Nikolaos Daldavanis (standing, far right) and his family.
The following testimony relating to Nikolaos Daldavanis (1907-1990) of Smyrna (today İzmir) was submitted via our online questionnaire by his daughter.
1. From which region of the Ottoman Empire were your ancestors from?:
My father was from Smyrna (today İzmir).
2. How did their life change when the Neo-Turks and/or the Kemalists came to power? :
In September 1922, he and his family were forced to the burning waterfront of Smyrna and were forced to flee.
3. Were they deported during the genocide? If so, when, where to, and describe their experience:
No. The only way they could survive was to escape into the sea, or die.
4. Were they held in a concentration camp or labor camp? If so, where was it located and describe the conditions :
No camp, but an Italian ship sailed them to Athens. My father was about 15. He lost his family at the time, only to be reunited much later in Samos.

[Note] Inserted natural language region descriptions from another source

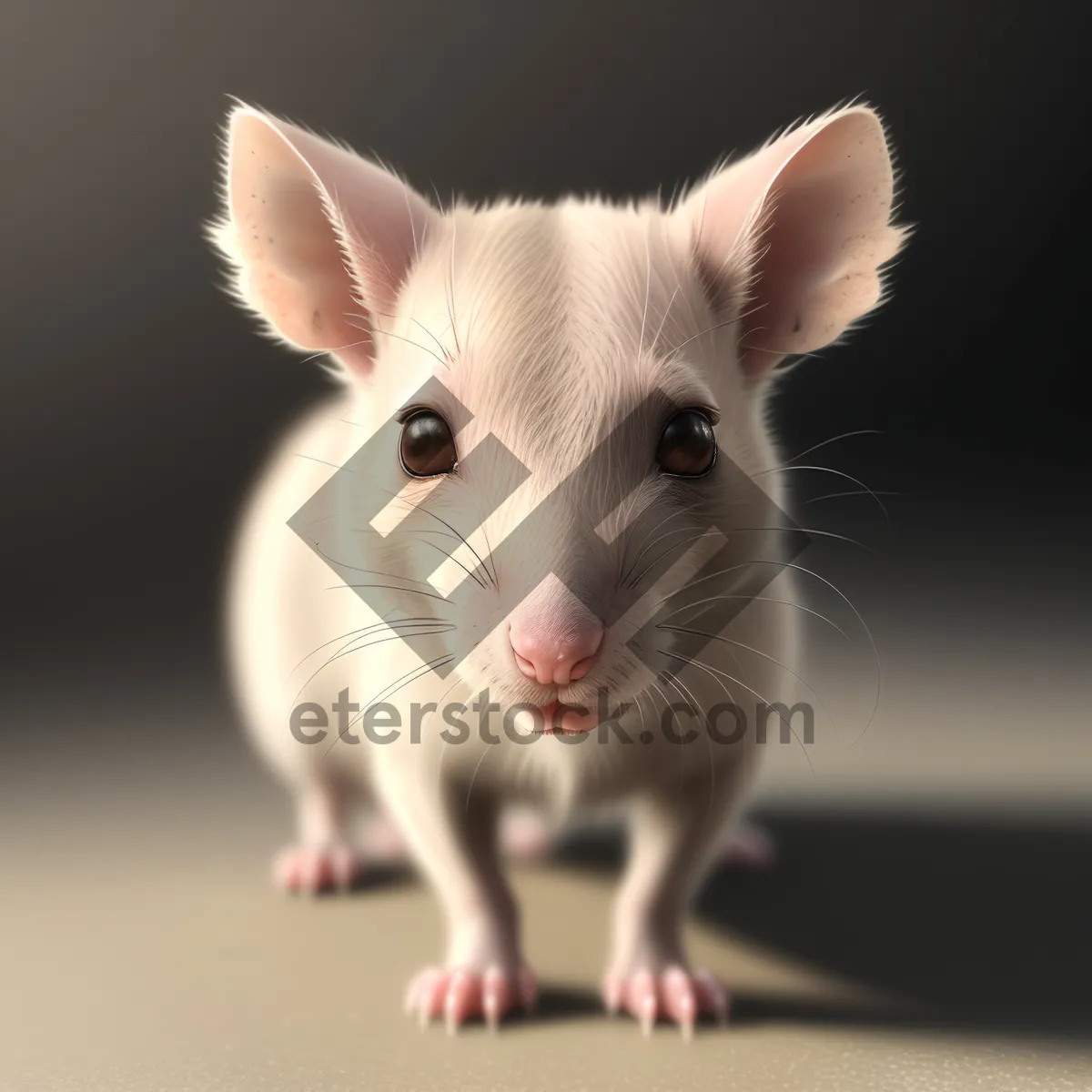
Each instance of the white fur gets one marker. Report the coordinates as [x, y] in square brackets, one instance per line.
[546, 321]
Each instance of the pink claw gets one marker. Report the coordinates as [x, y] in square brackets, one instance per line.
[460, 994]
[674, 995]
[311, 868]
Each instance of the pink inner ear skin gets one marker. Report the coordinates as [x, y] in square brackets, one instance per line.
[321, 238]
[805, 223]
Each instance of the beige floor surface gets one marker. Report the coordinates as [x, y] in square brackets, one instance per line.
[142, 949]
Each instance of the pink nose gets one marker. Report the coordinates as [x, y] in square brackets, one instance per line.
[555, 660]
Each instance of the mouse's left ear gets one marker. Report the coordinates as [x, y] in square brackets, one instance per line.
[794, 238]
[319, 239]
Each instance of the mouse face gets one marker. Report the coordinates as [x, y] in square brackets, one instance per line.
[580, 339]
[568, 398]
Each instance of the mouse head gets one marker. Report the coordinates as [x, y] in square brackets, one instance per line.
[563, 404]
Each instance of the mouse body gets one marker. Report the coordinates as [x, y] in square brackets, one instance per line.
[531, 551]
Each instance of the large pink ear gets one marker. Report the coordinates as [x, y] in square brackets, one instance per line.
[320, 240]
[794, 238]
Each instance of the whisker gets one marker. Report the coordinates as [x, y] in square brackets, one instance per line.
[389, 588]
[478, 580]
[763, 599]
[834, 440]
[828, 470]
[707, 669]
[758, 652]
[429, 631]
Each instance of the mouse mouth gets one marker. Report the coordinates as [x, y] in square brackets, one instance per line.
[562, 720]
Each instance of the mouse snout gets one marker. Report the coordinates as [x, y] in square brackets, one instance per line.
[555, 651]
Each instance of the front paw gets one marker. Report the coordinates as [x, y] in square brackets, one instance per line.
[460, 994]
[315, 868]
[671, 993]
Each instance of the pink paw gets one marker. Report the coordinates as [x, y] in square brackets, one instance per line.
[674, 995]
[462, 993]
[748, 847]
[314, 868]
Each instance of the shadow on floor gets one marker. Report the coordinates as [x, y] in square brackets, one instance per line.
[970, 927]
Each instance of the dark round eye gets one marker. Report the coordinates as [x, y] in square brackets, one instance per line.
[687, 446]
[427, 447]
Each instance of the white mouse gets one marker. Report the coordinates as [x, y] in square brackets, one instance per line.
[484, 359]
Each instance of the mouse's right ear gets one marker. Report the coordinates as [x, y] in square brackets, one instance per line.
[319, 239]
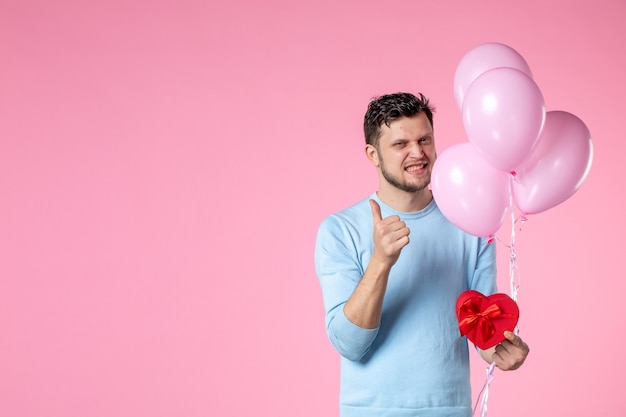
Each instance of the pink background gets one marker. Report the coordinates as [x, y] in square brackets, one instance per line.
[164, 166]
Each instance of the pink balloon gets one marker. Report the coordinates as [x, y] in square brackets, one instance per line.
[558, 167]
[481, 59]
[503, 114]
[470, 193]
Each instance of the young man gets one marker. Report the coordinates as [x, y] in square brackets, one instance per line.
[391, 268]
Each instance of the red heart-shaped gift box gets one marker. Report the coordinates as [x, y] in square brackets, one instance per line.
[484, 319]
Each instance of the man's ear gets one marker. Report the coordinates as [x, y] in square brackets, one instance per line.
[372, 154]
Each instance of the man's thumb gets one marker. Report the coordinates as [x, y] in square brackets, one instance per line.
[376, 215]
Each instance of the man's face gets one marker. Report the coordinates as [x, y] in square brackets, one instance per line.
[406, 153]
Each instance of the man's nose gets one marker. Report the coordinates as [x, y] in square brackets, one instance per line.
[416, 149]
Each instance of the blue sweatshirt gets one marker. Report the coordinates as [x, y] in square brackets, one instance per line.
[415, 363]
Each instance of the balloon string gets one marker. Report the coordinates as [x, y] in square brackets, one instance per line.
[485, 392]
[514, 278]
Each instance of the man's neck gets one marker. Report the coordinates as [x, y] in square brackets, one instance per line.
[404, 201]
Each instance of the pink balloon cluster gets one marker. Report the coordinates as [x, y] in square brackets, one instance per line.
[516, 149]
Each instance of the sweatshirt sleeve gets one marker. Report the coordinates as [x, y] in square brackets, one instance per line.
[483, 277]
[339, 271]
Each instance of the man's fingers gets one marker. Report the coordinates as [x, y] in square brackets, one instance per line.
[513, 338]
[376, 214]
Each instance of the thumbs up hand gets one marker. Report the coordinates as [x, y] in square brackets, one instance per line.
[390, 236]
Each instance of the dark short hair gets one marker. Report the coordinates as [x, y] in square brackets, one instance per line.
[385, 109]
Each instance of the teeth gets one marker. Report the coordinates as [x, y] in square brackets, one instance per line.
[415, 167]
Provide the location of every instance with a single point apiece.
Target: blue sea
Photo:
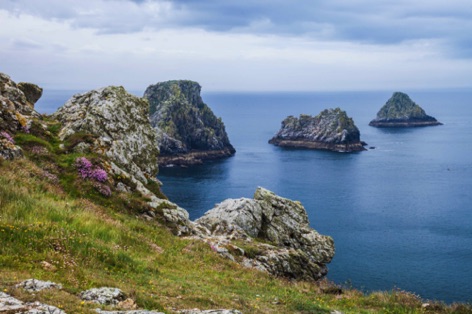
(400, 213)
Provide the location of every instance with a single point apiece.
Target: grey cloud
(365, 21)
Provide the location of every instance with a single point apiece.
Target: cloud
(245, 45)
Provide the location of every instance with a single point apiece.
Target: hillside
(74, 214)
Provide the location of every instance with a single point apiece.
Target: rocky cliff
(187, 130)
(115, 124)
(16, 113)
(401, 111)
(331, 130)
(286, 245)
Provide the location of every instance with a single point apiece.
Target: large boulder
(187, 130)
(119, 124)
(113, 123)
(17, 104)
(286, 244)
(331, 130)
(401, 111)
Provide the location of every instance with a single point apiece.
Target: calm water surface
(400, 214)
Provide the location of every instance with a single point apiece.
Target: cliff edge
(187, 130)
(331, 130)
(400, 111)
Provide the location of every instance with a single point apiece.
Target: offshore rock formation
(331, 130)
(401, 111)
(113, 123)
(187, 130)
(290, 247)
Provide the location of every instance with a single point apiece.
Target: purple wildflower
(99, 174)
(84, 166)
(7, 137)
(86, 170)
(102, 188)
(39, 150)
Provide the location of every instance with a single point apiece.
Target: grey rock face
(292, 248)
(8, 150)
(33, 285)
(16, 109)
(119, 122)
(185, 124)
(32, 91)
(332, 130)
(105, 295)
(401, 111)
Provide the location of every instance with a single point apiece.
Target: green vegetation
(56, 226)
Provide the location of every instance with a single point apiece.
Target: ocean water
(400, 214)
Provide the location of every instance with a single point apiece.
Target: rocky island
(400, 111)
(187, 130)
(86, 229)
(330, 130)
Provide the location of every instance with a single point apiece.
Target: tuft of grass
(67, 232)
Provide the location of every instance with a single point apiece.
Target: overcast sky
(226, 45)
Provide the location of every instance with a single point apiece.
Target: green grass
(92, 241)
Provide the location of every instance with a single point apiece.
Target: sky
(228, 45)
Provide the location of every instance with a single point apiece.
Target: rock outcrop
(331, 130)
(285, 244)
(17, 104)
(113, 123)
(187, 130)
(400, 111)
(35, 285)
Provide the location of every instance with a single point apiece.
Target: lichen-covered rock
(8, 150)
(331, 130)
(401, 111)
(34, 285)
(187, 130)
(32, 91)
(104, 295)
(119, 124)
(16, 108)
(291, 249)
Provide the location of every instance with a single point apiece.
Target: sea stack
(330, 130)
(400, 111)
(187, 130)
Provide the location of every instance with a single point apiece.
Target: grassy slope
(92, 241)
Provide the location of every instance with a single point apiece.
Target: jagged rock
(198, 311)
(119, 124)
(104, 295)
(16, 109)
(292, 248)
(32, 91)
(187, 130)
(33, 285)
(173, 216)
(9, 304)
(401, 111)
(331, 130)
(8, 150)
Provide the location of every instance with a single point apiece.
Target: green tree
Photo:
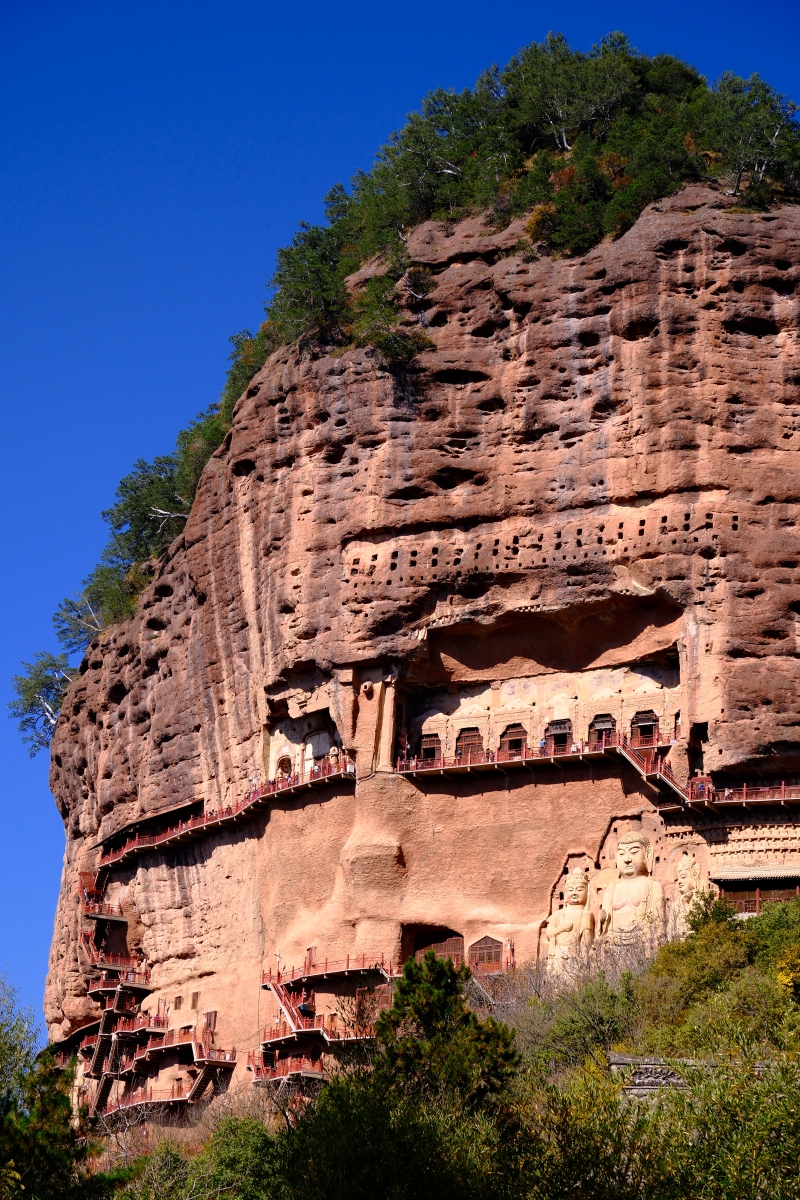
(431, 1041)
(753, 126)
(44, 1153)
(40, 691)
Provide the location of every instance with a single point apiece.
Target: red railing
(547, 749)
(140, 1021)
(100, 909)
(214, 1054)
(130, 978)
(702, 790)
(329, 966)
(102, 959)
(217, 816)
(146, 1096)
(293, 1066)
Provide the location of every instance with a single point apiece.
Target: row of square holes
(515, 546)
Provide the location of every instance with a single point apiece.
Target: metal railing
(329, 966)
(283, 1067)
(611, 741)
(220, 816)
(146, 1096)
(102, 959)
(100, 909)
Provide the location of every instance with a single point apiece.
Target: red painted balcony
(322, 774)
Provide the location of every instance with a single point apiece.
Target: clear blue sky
(154, 157)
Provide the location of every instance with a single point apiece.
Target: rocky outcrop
(582, 499)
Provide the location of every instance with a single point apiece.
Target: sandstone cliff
(582, 499)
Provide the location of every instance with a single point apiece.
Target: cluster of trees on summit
(577, 142)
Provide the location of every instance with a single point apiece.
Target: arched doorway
(316, 750)
(601, 726)
(644, 729)
(486, 955)
(469, 742)
(428, 747)
(513, 742)
(558, 737)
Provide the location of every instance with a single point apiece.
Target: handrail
(332, 966)
(100, 909)
(146, 1096)
(101, 959)
(216, 816)
(283, 1067)
(547, 750)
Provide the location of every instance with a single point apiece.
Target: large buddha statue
(633, 904)
(571, 929)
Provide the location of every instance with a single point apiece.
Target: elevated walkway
(205, 822)
(645, 755)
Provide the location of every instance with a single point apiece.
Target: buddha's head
(576, 888)
(686, 877)
(633, 856)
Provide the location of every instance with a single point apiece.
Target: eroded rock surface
(582, 501)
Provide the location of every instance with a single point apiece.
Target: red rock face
(582, 499)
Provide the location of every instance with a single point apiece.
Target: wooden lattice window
(429, 747)
(513, 741)
(644, 726)
(559, 733)
(486, 954)
(451, 948)
(601, 724)
(469, 742)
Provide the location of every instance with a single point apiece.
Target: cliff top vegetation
(577, 142)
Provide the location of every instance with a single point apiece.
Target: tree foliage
(38, 695)
(577, 142)
(44, 1155)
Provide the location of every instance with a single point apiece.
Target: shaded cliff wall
(593, 466)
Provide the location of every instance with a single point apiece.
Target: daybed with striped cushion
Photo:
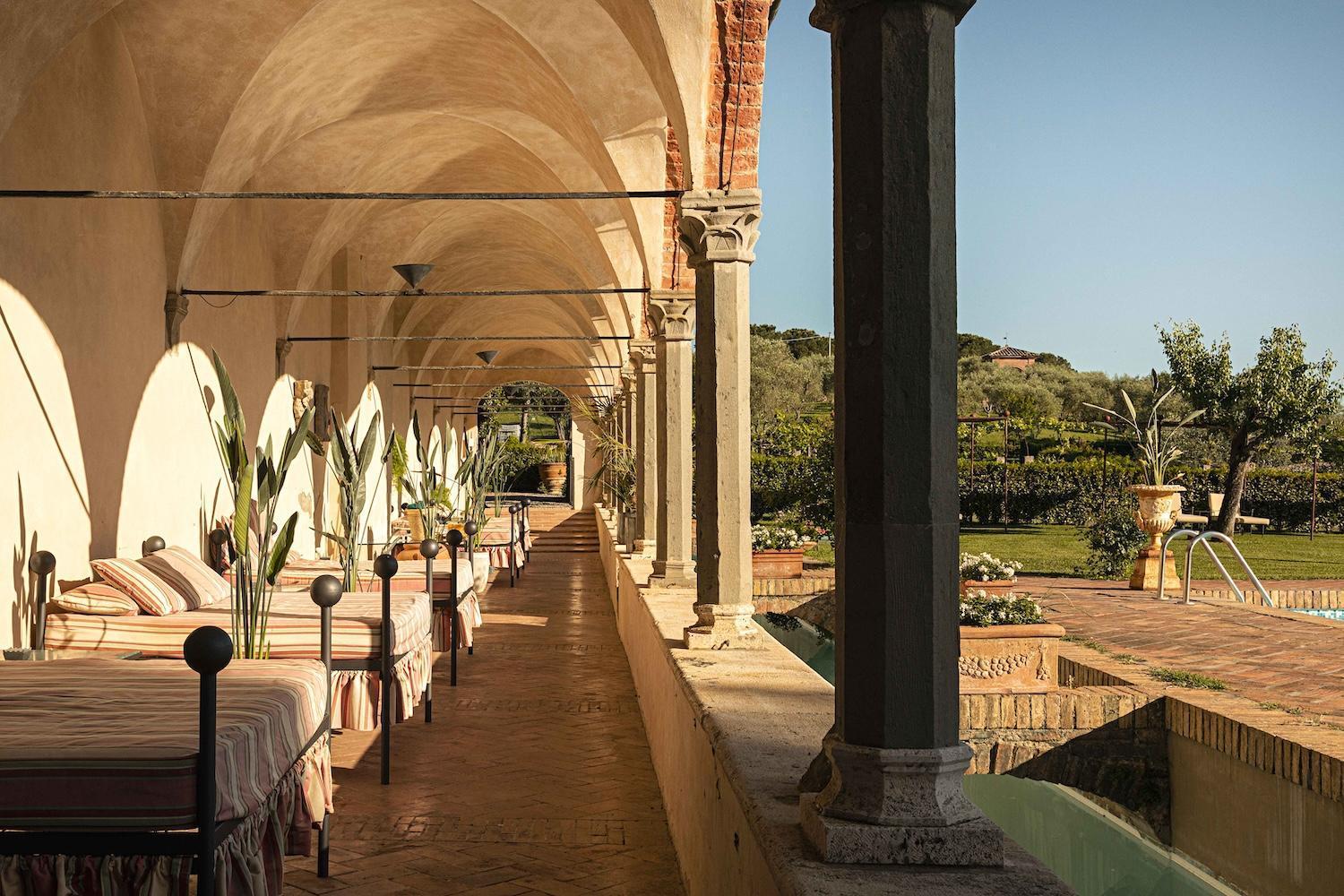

5. Did they lose family and friends? If so, how did they cope?:
Yes, they lost friends and neighbors. But they remained stoic. My grandfather died of a heart attack on the island of Samos as a result of stress related to this horrendous experience. They held a funeral for him there on Samos.
6. Did anyone within Turkey including Turks try to help them during the genocide? :
My father fell unconscious and a Greek neighbor took my dad by skiff to the Italian steamer the Constantinopoli.
7. How did they cope emotionally with their genocide experience? Did it affect the remainder of their life? :
They never ever talked about it in front of us, or in our presence.
8. Did the denial of the genocide by the perpetrator (the successor state of Turkey) affect their ability to form closure?:
Nothing was said.
9. How did they feel about Turkey after the genocide? :
Horrible, but visited Kuşadası many times from Samos, not knowing the horrific story until I read Lou Ureneck's book The Great Fire.